CREATE TABLE MyTable (
a INT,
b BIGINT,
c STRING,
d INT
) WITH (
'connector' = 'values',
'changelog-mode' = 'I'
);
EXPLAIN PLAN_ADVICE
SELECT * FROM MyTable WHERE b > 100;
== Optimized Physical Plan With Advice ==
Calc(select=[a, b, c, d], where=[>(b, 100)])

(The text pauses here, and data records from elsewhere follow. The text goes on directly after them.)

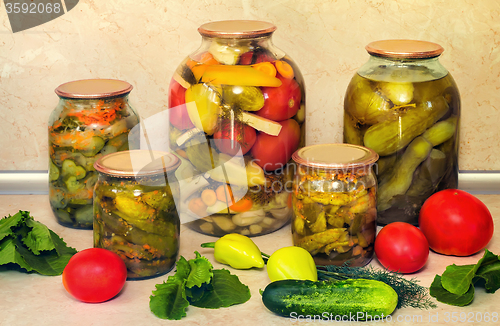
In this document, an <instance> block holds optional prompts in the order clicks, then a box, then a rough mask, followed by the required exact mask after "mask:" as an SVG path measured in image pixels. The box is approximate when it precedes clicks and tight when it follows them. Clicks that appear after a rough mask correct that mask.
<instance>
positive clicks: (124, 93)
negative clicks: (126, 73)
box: [55, 79, 133, 99]
mask: <svg viewBox="0 0 500 326" xmlns="http://www.w3.org/2000/svg"><path fill="white" fill-rule="evenodd" d="M132 88H133V87H132V85H130V84H129V83H127V82H126V81H122V80H117V79H84V80H76V81H71V82H68V83H65V84H62V85H59V87H57V88H56V90H55V92H56V94H57V95H58V96H60V97H66V98H82V99H90V98H108V97H115V96H120V95H125V94H128V93H130V91H132Z"/></svg>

+- TableSourceScan(table=[[default_catalog, default_database, MyTable]], fields=[a, b, c, d])
No available advice...
JSON_EXECUTION_PLAN
Specify JSON_EXECUTION_PLAN
will inform the optimizer to attach the json-format execution plan of the program to the output.
Syntax #
EXPLAIN [([ExplainDetail[, ExplainDetail]*]) | PLAN FOR] <query_statement_or_insert_statement_or_statement_set>
statement_set:
STATEMENT SET
BEGIN
insert_statement;
...
insert_statement;
END;
For query syntax, please refer to Queries page. For insert syntax, please refer to INSERT page.